Haïti: un 12 janvier 2010 inoubliable
Tout était plus que normal au centre ville de Port-au-Prince ce mardi 12 janvier 2010 vers 4 heures. Les employés des secteurs privés et publics regagnaient paisiblement leurs maisons et le soir s’annonçait à l’horizon mais plusieurs d’entre nous allaient dormir pour toujours sous plusieurs tonnes de bétons suite à un tremblement de terre de magnitude 7.0 sur l’échelle de Richter.
Alors que les employés de tous les horizons rentraient chez eux, les cadres de l’administration publique étaient encore dans leurs bureaux traitant des dossiers d’importance. Plusieurs d’entre eux ont laissé leur peau suite au tremblement de terre ayant ravagé toutes les infrastructures de la capitale et laissé derrière lui près de 200 000 morts. Des noms comme Michard Gaillard (Cadre du parti politique Fusion des Sociaux Démocrates), Roc Cadet (Doyen du Tribunal Civil de Port-au-Prince), Hubert De Ronceray fondateur du parti MDN (Mobilisation pour le Développement National). La liste est longue et Haïti n’évaluera ce qu’elle a perdu vraiment qu’après plusieurs mois et même d’années.
La nature a surpris Haïti.
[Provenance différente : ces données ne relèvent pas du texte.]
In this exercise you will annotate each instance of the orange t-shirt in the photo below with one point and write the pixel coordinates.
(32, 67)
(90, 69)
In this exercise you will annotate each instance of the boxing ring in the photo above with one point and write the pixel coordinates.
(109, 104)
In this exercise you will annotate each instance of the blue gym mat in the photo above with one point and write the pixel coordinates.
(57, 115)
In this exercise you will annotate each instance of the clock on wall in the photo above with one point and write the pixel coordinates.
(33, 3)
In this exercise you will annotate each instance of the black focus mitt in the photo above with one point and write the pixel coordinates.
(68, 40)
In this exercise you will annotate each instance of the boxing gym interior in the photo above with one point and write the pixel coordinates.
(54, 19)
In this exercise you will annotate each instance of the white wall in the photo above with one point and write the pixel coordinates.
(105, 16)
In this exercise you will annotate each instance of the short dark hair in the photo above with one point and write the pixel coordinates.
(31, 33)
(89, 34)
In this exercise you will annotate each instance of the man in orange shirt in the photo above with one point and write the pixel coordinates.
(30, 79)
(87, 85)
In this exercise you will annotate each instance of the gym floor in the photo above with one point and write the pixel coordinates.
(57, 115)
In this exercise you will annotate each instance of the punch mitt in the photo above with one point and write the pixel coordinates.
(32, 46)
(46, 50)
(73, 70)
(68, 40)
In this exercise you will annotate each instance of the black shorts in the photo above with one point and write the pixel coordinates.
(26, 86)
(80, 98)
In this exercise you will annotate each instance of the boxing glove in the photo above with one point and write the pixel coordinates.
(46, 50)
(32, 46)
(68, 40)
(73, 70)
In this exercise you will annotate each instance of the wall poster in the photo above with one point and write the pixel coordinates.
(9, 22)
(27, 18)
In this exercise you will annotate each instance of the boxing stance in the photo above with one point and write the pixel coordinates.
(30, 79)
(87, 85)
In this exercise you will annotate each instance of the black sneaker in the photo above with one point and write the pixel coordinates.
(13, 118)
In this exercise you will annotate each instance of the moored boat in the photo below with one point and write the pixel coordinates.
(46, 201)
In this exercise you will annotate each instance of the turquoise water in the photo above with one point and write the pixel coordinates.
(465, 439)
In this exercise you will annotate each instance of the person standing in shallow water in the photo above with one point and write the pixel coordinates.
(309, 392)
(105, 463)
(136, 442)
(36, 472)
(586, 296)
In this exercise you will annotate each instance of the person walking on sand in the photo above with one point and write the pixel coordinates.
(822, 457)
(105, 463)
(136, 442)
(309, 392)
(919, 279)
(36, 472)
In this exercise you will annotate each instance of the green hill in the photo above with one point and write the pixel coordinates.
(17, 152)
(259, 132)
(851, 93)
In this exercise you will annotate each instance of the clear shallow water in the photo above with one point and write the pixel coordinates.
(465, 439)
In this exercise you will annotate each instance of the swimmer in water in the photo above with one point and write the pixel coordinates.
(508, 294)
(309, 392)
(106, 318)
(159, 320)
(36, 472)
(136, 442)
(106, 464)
Les édifices symboliques de la capitale se sont effondrés sous les yeux impuissants et malheureux des responsables politiques et certains membres du gouvernement haïtien ont failli y laisser leur peau. Citons, entres autres, le fameux palais présidentiel, la Direction Générale des Impôts et la majorité des ministères. Le Ministre de la Justice, Monsieur Paul Denis a été sauvé de justesse sous les décombres du Ministère qui a arraché la vie à Monsieur Roc Cadet, Michard Gaillard. Le grand écrivain Georges Anglade et sa femme n’ont pas survécu à cette catastrophe qui vient d’endeuiller cette nation vielle de plus de 200 ans et le monde entier pleure les calamités de ce pays qui, dit-on, est le plus pauvre de l’Amérique.
Un jeune étudiant de la Faculté des Sciences Humaines de l’Université d’Etat d’Haïti se dit terrifier par cet événement. Le séisme l’a surpris dans les locaux de sa faculté. « Personne ne peut expliquer cette catastrophe. Une nuit de plusieurs mois va s’abattre sur Port-au-Prince et ses environs car les morts sont partout »
Depuis ce mardi 12 janvier, 5heures moins 10 est un moment phare en Haïti. Cet instant de la journée hante l’esprit de chaque haïtien. Il est salué avec révérence, car les douleurs qu’elle a engendrées ne pourront jamais être effacées de l’esprit de l’enfant, du jeune comme de l’adulte.
Deux jours après le drame, une dame en pleures a eu le courage d’appeler à Radio Signal FM pour se plaindre que 17 membres de sa famille sont partis. Avec un sanglot infini, elle témoigne que sa famille ne compte désormais que 4 personnes.
Traumatisés, certains haïtiens perdent la tête. Une femme nue déambule sur Delmas, elle vient tout juste d’avoir la confirmation que ces quatre enfants sont morts sous un tas de bétons.
Le traumatisme est tenace. «Je sens toujours la terre tremblée sous mes pieds même après 7 jours du séisme » affirme une mère accompagnée de ces enfants en route vers un camp tout près de leur maison détruite par la fureur du tremblement.
« Le séisme a tout changé dans ma vie. Ma famille possédait trois maisons et toutes ont été détruites, je suis maintenant à la rue ».
12 janvier 2009, une journée inoubliable pour chaque haïtien. Haïti s’est appauvri davantage en un clin d’œil. « Les dégâts enregistrés après cette catastrophe en moins d’une minute sont comparables à ceux d’une guerre de plusieurs années » a martelé le Président haïtien, René Garcia Préval, qui, lui aussi, a perdu sa maison à Canapé vert.